# 1) Loading fiqa-pl corpus

In [2]:
from datasets import load_dataset

ds = load_dataset("clarin-knext/fiqa-pl", "corpus")
ds

DatasetDict({
    corpus: Dataset({
        features: ['_id', 'title', 'text'],
        num_rows: 57638
    })
})

In [3]:
corpus = ds['corpus']
corpus

Dataset({
    features: ['_id', 'title', 'text'],
    num_rows: 57638
})

# 2) Preparing elasticsearch

Let's define a link for a local elasticsearch, beacuase i disabled ssl in elastic config we do not need to link to certificate

In [4]:
link = 'http://localhost:9200/'

In [5]:
from elasticsearch import Elasticsearch

es = Elasticsearch(link)
es

<Elasticsearch(['http://localhost:9200'])>

Now let's define the index 
- First we need analyzer one with synonym filter and one without. Both have to have lowercase and morfologik_stem filter
- Secondly filter that defines the synonyms for Polish month `kwiecień`
- Thirdly mappings one for each anylzer

In [6]:
index_config = {
    "settings": {
        "analysis": {
            "analyzer": {
                "polish_with_synonyms": {
                    "tokenizer": "standard",
                    "filter": [
                        "lowercase",
                        "synonym_filter",
                        "morfologik_stem"
                    ]
                },
                "polish_without_synonyms": {
                    "tokenizer": "standard",
                    "filter": [
                        "lowercase",
                        "morfologik_stem"
                    ]
                }
            },
            "filter": {
                "synonym_filter": {
                    "type": "synonym",
                    "synonyms": ["kwiecień, kwi, IV"]
                }
            }
        }
    },
    "mappings": {
        "properties": {
            "content_with_synonyms": {"type": "text", "analyzer": "polish_with_synonyms"},
            "content_without_synonyms": {"type": "text", "analyzer": "polish_without_synonyms"}
        }
    }
}


Now we need to prepare texts/documents for elastic indexing. We loop through corpus and index every text. Thanks to `helpers.bulk()` function we can efficiently index multiple documents in a single API call.

In [7]:
from elasticsearch import helpers

index_name =  "biore_sie_do_roboty"

def generate_docs(ds):
    for doc in ds:
        yield {
            "_index": index_name,
            "_id": doc["_id"],
            "_source": {
                "content_with_synonyms": doc["text"], 
                "content_without_synonyms": doc["text"]
            }
        }


Let's also delete and add the index so that we always create a new on

In [8]:
es.options(ignore_status=[400, 404]).indices.delete(index=index_name)
es.indices.create(index=index_name, body=index_config)

try:
    success, errors = helpers.bulk(es, generate_docs(corpus))
    
    print(f"Successfully indexed {success} documents")
    if errors:
        print(f"Errors during indexing: {errors}")
        
except Exception as e:
    print(f"Error during bulk indexing: {e}")

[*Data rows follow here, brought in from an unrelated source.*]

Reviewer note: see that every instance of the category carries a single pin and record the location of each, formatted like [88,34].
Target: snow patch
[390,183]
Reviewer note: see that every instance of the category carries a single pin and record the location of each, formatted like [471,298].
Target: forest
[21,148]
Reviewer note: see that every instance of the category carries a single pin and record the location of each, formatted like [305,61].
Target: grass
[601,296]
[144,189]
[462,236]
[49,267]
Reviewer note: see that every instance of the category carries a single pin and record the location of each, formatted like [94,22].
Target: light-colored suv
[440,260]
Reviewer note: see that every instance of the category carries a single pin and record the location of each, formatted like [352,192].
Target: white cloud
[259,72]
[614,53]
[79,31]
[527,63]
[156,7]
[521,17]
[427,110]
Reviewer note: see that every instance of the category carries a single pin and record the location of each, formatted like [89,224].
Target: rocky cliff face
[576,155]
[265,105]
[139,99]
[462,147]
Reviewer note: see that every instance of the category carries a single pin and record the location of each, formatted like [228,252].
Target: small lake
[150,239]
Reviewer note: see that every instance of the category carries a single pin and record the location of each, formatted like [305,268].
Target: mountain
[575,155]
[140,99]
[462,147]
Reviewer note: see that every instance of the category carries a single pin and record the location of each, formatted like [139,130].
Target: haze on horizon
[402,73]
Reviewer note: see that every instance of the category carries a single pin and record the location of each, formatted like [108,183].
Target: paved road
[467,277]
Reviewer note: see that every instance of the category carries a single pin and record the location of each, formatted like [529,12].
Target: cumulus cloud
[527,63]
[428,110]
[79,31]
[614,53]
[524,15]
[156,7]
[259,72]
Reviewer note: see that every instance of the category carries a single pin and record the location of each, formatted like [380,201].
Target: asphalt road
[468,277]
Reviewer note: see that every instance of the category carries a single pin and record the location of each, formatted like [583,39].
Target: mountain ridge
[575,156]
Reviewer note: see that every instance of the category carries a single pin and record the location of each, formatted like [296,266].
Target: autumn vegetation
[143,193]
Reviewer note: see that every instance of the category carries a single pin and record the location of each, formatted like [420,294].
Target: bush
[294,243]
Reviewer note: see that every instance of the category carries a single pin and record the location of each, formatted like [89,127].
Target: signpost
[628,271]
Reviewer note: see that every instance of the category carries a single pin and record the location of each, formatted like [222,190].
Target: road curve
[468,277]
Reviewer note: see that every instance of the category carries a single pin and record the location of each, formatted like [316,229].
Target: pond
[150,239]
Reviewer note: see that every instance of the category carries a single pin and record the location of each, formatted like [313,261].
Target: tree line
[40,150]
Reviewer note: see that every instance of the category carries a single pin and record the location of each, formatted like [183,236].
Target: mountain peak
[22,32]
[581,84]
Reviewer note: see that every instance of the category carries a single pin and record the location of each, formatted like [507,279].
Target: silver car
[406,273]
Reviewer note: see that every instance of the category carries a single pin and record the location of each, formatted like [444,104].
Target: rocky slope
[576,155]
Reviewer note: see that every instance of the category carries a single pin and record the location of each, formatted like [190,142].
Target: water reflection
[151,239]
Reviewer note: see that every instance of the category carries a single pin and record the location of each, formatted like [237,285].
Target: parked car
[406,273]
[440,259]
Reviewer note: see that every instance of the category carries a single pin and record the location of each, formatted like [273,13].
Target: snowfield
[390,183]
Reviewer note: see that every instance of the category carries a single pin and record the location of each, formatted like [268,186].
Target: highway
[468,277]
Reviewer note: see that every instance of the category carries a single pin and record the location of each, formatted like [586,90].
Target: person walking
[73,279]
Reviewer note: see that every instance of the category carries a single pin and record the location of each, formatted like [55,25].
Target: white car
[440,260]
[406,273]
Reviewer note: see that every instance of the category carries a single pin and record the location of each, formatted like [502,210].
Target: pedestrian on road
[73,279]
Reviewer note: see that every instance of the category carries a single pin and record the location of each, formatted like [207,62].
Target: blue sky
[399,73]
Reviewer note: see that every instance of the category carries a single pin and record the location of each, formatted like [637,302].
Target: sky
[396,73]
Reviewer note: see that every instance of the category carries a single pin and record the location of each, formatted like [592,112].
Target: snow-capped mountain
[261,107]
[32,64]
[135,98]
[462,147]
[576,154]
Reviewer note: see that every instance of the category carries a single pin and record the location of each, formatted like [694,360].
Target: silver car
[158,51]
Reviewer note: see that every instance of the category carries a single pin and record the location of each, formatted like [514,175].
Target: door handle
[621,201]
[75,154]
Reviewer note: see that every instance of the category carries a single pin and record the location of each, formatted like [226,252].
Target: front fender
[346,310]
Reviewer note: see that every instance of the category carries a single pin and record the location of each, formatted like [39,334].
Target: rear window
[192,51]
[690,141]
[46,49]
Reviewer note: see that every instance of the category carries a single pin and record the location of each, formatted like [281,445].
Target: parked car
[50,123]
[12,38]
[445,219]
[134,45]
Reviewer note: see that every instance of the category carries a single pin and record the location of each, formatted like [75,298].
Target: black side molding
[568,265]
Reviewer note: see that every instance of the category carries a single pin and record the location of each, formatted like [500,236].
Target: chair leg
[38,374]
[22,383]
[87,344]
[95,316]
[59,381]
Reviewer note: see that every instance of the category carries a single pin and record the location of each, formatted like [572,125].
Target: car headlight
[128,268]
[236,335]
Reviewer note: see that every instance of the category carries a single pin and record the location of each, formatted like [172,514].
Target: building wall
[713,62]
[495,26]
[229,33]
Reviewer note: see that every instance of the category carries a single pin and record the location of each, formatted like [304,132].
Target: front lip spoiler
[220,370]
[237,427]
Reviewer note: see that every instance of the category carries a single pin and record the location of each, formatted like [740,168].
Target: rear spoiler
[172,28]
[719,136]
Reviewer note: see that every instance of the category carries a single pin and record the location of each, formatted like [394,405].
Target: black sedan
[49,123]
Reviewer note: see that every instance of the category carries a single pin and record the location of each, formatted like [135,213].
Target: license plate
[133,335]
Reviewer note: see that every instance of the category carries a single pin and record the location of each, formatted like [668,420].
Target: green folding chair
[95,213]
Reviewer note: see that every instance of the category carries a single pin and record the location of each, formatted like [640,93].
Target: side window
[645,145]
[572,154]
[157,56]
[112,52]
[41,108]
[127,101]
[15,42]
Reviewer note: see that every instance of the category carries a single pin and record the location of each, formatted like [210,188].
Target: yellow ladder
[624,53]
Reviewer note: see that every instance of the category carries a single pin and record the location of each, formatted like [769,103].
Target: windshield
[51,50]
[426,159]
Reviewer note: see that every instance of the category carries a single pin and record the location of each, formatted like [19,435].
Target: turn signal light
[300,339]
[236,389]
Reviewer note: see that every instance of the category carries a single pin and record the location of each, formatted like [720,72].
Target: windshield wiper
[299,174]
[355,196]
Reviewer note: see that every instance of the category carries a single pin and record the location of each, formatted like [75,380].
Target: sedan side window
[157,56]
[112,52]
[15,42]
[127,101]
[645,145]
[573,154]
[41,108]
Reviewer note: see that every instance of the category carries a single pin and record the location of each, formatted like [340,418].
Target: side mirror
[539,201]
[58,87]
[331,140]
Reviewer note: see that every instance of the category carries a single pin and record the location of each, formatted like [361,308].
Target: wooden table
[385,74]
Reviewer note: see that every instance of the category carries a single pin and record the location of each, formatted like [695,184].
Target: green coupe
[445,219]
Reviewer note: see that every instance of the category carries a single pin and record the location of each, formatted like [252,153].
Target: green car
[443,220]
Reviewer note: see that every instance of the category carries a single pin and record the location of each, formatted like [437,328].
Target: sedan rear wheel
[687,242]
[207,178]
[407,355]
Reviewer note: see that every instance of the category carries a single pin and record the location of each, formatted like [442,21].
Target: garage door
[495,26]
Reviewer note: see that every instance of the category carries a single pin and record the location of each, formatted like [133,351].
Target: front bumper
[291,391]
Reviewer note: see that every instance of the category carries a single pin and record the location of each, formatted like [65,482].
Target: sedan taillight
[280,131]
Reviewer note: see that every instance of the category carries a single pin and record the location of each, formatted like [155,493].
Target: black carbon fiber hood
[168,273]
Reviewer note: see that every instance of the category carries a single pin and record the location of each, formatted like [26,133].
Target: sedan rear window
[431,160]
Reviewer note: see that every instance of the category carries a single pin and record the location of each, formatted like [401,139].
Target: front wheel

Successfully indexed 57638 documents


Now let's define the queries for `kwiecień` and see how many times it occures in corpus with and without synonyms

In [9]:
query_with_synonyms = {
    "query": {
        "match": {
            "content_with_synonyms": "kwiecień"
        }
    }
}

query_without_synonyms = {
    "query": {
        "match": {
            "content_without_synonyms": "kwiecień"
        }
    }
}

response = es.search(index=index_name, body=query_with_synonyms)
print("The number of occurrences of the word 'kwiecień' including its synonyms:",response['hits']['total']['value'])
response = es.search(index=index_name, body=query_without_synonyms)
print("The number of occurrences of the word 'kwiecień' without synonyms:",response['hits']['total']['value'])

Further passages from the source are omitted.